In this regard, David is just like Jesus. Isaiah prophesied of God's ultimate ideal Servant in 53:2f, "2 He had no beauty or majesty to attract us to him, nothing in his appearance that we should desire him. 3 He was despised and rejected by men, a man of sorrows, and familiar with suffering. Like one from whom men hide their faces he was despised, and we esteemed him not."

Jesus warned His disciples not to get sucked into the pattern of the rulers of the Gentiles and their high officials who "exercise authority over them". Mk 16:43f "43 Not so with you. Instead, whoever wants to become great among you must be your servant, 44 and whoever wants to be first must be slave of all."

To "get the job done" of our salvation from our sins, Jesus willingly took the downward path, as Paul describes in Php 2:7-8, "7 but made himself nothing, taking the very nature of a servant, being made in human likeness. 8 And being found in appearance as a man, he humbled himself and became obedient to death-- even death on a cross!"

To whom do you relate more - Michal, or David?

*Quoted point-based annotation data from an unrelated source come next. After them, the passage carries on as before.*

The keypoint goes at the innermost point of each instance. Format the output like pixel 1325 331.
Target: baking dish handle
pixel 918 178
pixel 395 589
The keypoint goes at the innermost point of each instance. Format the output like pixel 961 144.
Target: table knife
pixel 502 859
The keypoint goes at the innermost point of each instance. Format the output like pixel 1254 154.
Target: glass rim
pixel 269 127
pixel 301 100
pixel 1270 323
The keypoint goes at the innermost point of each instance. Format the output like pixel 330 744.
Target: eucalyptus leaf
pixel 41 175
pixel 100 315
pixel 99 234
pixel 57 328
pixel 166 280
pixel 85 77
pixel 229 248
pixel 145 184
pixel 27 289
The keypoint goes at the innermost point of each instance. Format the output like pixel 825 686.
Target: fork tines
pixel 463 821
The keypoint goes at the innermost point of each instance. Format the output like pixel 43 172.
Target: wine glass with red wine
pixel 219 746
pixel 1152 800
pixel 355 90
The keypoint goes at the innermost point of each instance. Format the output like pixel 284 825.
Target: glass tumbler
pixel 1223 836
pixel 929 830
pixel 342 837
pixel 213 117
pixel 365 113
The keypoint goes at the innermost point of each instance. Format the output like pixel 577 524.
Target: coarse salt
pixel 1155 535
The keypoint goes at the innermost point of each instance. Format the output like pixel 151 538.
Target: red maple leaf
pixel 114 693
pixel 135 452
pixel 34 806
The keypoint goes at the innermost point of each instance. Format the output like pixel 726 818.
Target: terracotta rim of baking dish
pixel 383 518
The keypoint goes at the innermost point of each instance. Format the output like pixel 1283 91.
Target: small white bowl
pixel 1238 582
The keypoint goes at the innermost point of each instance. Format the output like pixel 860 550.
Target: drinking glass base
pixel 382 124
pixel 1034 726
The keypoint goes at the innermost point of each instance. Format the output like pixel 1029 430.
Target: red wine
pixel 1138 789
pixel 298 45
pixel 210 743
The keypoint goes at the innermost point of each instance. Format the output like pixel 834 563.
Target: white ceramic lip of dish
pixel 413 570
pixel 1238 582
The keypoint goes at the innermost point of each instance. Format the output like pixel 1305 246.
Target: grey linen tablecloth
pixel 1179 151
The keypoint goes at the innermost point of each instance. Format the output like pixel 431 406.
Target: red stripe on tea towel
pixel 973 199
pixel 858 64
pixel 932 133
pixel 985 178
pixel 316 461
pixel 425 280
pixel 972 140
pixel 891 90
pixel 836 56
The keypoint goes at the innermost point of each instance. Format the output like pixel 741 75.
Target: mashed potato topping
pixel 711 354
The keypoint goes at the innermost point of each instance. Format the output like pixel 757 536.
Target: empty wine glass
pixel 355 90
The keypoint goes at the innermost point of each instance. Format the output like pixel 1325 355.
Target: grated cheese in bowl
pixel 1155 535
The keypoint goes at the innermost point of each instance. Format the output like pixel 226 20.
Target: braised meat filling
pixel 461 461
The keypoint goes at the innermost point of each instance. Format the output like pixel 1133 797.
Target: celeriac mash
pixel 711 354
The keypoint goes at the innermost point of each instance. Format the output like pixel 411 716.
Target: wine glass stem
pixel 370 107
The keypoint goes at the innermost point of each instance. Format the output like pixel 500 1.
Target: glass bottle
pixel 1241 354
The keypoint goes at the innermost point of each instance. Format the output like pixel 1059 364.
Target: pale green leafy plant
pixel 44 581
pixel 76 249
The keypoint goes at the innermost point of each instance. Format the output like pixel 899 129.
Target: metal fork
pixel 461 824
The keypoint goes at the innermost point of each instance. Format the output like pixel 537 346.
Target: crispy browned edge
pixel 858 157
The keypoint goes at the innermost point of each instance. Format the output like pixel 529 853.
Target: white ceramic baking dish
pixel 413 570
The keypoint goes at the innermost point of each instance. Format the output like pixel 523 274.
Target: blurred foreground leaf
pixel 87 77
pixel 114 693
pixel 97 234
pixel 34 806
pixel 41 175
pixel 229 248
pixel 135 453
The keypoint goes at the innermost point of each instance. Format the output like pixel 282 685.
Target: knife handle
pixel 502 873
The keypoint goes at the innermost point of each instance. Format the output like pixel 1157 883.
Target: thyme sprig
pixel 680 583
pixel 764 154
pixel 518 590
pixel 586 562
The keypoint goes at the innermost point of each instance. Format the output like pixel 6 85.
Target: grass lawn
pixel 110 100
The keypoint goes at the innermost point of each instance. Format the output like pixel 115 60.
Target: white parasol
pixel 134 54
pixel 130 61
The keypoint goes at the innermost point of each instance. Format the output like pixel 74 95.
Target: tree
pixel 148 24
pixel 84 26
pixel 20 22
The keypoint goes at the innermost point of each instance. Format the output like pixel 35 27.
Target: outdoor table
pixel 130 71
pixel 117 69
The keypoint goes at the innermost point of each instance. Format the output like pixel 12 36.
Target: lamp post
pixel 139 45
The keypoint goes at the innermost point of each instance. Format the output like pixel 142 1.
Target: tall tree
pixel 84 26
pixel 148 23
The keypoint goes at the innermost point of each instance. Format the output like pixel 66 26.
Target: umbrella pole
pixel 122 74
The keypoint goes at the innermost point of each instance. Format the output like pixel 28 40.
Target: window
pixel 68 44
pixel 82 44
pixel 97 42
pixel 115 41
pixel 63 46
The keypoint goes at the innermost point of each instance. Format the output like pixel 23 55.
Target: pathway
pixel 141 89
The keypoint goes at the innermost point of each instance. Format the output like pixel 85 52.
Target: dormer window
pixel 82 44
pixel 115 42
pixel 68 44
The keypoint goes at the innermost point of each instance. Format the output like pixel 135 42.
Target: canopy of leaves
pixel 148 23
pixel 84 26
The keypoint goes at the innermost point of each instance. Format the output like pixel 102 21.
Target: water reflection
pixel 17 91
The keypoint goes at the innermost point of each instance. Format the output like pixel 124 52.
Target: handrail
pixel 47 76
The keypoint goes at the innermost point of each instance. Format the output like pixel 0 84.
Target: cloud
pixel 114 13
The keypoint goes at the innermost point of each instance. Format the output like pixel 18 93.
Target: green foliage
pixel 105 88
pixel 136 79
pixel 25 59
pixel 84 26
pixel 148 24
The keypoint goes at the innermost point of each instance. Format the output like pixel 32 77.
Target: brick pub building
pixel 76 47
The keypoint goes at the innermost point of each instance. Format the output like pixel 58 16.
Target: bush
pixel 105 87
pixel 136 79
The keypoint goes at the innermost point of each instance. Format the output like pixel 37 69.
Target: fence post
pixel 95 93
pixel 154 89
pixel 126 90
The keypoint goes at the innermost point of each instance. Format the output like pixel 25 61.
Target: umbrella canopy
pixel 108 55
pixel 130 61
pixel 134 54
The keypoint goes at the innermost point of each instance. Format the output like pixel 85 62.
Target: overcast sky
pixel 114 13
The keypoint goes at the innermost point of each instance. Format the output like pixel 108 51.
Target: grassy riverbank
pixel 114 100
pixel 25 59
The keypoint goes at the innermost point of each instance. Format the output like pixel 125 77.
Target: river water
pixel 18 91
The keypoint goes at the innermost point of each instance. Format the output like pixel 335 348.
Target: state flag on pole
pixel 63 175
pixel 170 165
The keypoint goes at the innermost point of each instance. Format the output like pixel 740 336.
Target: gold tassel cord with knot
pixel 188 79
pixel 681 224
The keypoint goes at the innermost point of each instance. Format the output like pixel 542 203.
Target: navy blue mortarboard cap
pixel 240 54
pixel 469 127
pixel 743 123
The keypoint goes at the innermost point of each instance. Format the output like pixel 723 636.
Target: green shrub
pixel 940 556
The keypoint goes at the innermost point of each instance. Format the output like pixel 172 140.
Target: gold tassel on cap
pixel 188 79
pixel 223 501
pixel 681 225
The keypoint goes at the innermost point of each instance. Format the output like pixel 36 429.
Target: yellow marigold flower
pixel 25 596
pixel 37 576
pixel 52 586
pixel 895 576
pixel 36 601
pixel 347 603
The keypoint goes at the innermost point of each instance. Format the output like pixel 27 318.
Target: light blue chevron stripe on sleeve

Preoccupied by keeping up appearances - or forgetting yourself to address the needs of the moment?

On the world stage at this moment, one ponders the leaders of Greece - whether their tactics are more aimed at securing the genuine good of the Greek people, OR posturing and manipulating for political benefit, so they "look good" and make somebody else the 'fall guy'?

What about ourselves? We love to look good (admit it)...Yet David by his example, and Jesus by both command and example, call us to live foremost "before the Lord", to celebrate and rejoice in God's grace and goodness and serve others in a way that blesses and gives. May the Holy Spirit show us how to become "even more undignified", to even dare to be "despised" - if it honours our Lord and blesses His people. Let's pray.